The Goal of a Health Care System Should be Health Care, not Profit
David Graeber’s famous concept of “everyday communism” has some theoretical issues, to say the least, but I think at a pragmatic and intuitive level it makes a lot of sense. From Graeber’s “On the Moral Grounds of Economic Relations” (PDF). I’ve helpfully added material in square brackets to make the relevance of Graeber’s passage more evident:
Whenever action proceeds “from each according to their abilities [doctor, health care institution], to each according to their needs [patient]”—even if it is between two people—we are in the presence of “everyday communism”. Almost everyone behaves this way when collaborating on a common project [the alleviation of suffering or restoration of health]. If someone fixing a broken water pipe [or bodily organ] says “hand me the wrench” [or scalpel], their co-worker will not usually say “and what do I get for it?”… This is why in the immediate wake of great disasters—a flood, a blackout, a revolution or economic collapse [or medical emergency]—people tend to behave the same way [leaving aside health insurance administrators], reverting to a kind of rough-and-ready communism…. Anyone who is not an enemy can be expected to respect the principle of “from each according to their abilities…” at least to some extent: for example, if you need to figure out how to get somewhere [health], and they can give you directions [treatment], they will.
Citizens and patients are used to our profit-driven health care system denying care, whether through lack of insurance, or through health insurance gatekeepers.
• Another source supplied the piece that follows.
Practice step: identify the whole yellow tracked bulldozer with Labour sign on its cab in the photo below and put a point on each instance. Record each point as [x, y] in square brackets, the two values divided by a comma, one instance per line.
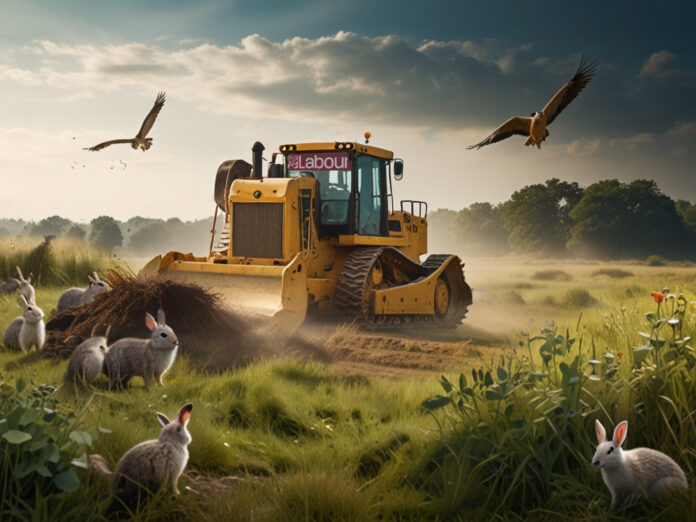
[319, 234]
Heck, that’s what GoFundMe is for. They are not used to thinking of health care institutions and personnel doing the same thing. They imagine, that is, they when they ask a hospital for directions (treatment) the hospital won’t send them deliberately astray (to Pain CIty as opposed to Happyville). But if profit is the driver, and there are investors to think of, it is in fact their fiduciary duty to do just that.
In short, HR676 and S1804 propose two different modes of managing capital for hospitals, S1804 proposes that health care institutions accumulate profit and allocate it themselves. HR676 proposes that capital for health care institutions be treated as a public good and allocated by the government through our process of representative democracy. Because profiteering inflates costs, increases patient mortality, and renders the doctor-patient relationship morally suspect, I think that HR676 has the right approach. Representative Jayapal should retain that approach when she rewrites the bill.
NOTES Reputational damage? Don’t make me laugh.